Baby par Lloyd Cole, sur l’album Love story (1995, Rykodisc)
Je ne connais rien ou presque de la discographie de Taylor Swift, mais on doit à la méga-star US au moins une chanson merveilleuse, cachée dans les bonus de son album Evermore de 2020. La chanson s’intitule Right where you left me et elle dresse le portrait d’une femme gelée, pour qui le temps s’est arrêté au moment où son amoureux l’a quittée. Un quart de siècle avant ce morceau réellement magnifique, Lloyd Cole, figure de l’indie-pop britannique avait su, lui aussi, décrire cette douloureuse sensation de s’enliser dans des heures immobiles après la fin d’un amour.
Au cœur d’un album pétri de mélancolie mélodieuse et au romantisme à hauteur d’homme, qui voyait Lloyd Cole retrouver une inspiration de premier ordre, Baby ne cesse, depuis trente ans, de faire résonner dans nos tympans son doux balancement de berceuse. Le morceau s’ouvre sur une mélodie de boîte à musique, tandis qu’on peut entendre le son du mécanisme que l’on remonte. Un fond sonore nébuleux vient ajouter un halo onirique à l’ensemble, avant que le chant tout en douceur de Lloyd Cole n’entre en scène. Le protagoniste est là, à perdre son temps, errant au bord de l’eau dans une ambiance qu’on imagine volontiers automnale. Peu importe en fait où il se trouve, il ne le sait pas lui-même et il s’en fiche : I could be most anywhere / But I do not care, no, not where I stand. A la différence de la protagoniste de la chanson de Taylor Swift, celui de Lloyd Cole est en léger mouvement, arpentant la berge, mais lui aussi se remémore les mots qu’on lui a dit, de ceux qui ferment une histoire et ont (temporairement ?) mis son existence en pause. Baby saisit ce temps suspendu à la perfection, lui confectionnant un écrin d’une grande finesse, enluminé par de subtils arrangements de cordes, masquant la douleur sous des airs de comptine. Le doux ressac de la chanson retranscrit parfaitement cette vie qui tourne en rond, ces pensées circulaires qui font de chaque pas les étapes d’une existence figée. A un moment, Lloyd Cole paraît reprendre espoir, se payant de fantasmes dans lesquels son amour évanoui viendrait le remettre en mouvement : Maybe one day, she’ll call me up and say, « Goddam, you your baby’s crying, And I’m lonely come home ». Mais on sent bien qu’il n’est pas dupe, enfin, pas vraiment. En attendant, notre homme ouvre ses souvenirs comme on ouvre une boîte à musique, ressassant la mélodie de son amour enfui, bande-son d’un temps heureux qui aujourd’hui n’est plus.

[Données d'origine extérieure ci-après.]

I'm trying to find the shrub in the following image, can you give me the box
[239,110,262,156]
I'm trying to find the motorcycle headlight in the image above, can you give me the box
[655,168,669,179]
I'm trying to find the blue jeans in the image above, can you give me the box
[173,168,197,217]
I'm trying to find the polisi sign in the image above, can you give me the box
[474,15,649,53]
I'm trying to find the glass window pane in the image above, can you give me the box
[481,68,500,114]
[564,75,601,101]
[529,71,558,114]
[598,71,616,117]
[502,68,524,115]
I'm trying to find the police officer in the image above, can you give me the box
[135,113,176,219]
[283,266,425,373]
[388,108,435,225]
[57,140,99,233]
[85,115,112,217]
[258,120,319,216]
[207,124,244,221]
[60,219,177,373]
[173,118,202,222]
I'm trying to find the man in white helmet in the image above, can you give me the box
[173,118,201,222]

Tout de finesse et de subtilité, percluse de romantisme et de nostalgie, Baby s’est ancrée dans ma mémoire telle un air de boîte à musique, petite mélopée triste et belle qui flotte autant qu’elle brille.
Sur ces quelques notes limpides, je vous donne, pour ma part, rendez-vous en 2026 et vous souhaite d’excellentes fêtes de fin d’année.